Careful. This thing is watching you
first stage burn was supposed to be 75 seconds, and that looked short.
The reason this launch was delayed two years was the high risk of casing burn-through towards the end of flight. I'm betting that's what happened.
A major US government organization like the Air Force or NASA doesn't really do anything like this themselves, it's always contracted out.
This is basically a Sandia (Lockheed Martin) and Aerojet-Rocketdyne vehicle, with customers represented by a university involved on the payloads end, and the Air Force involved on the range operations end.

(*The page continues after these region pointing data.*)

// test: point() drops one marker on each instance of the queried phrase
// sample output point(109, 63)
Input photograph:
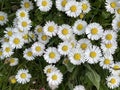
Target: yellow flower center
point(38, 48)
point(50, 28)
point(63, 3)
point(2, 18)
point(16, 41)
point(26, 4)
point(106, 61)
point(44, 3)
point(94, 31)
point(65, 48)
point(80, 27)
point(73, 8)
point(93, 54)
point(52, 55)
point(54, 77)
point(84, 6)
point(83, 46)
point(113, 4)
point(113, 81)
point(23, 75)
point(24, 24)
point(44, 37)
point(77, 56)
point(65, 31)
point(109, 45)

The big government customer keeps an eye on development, and makes suggestions and gives requirements and evaluates decisions, with the power to cut funding if things are going badly, but doesn't really do the work of designing or building itself.
The list of contractors is getting shorter. With less competition, there are more fuck-ups and less alternatives when you get a fuck-up.
yeah, in theory. Our rocket club did a calculation that the largest Black Brant variant was just a hair too small to go to orbit. Besides just making it bigger, you also have to have much finer control of the trajectory to attain a stable orbit.
Also, Ye Olde Scout rocket basically used sounding rocket tech (all solid stages) but up-sized. It had over a hundred successful orbital missions. Same with Japan's Lambda and Mu series of small launchers.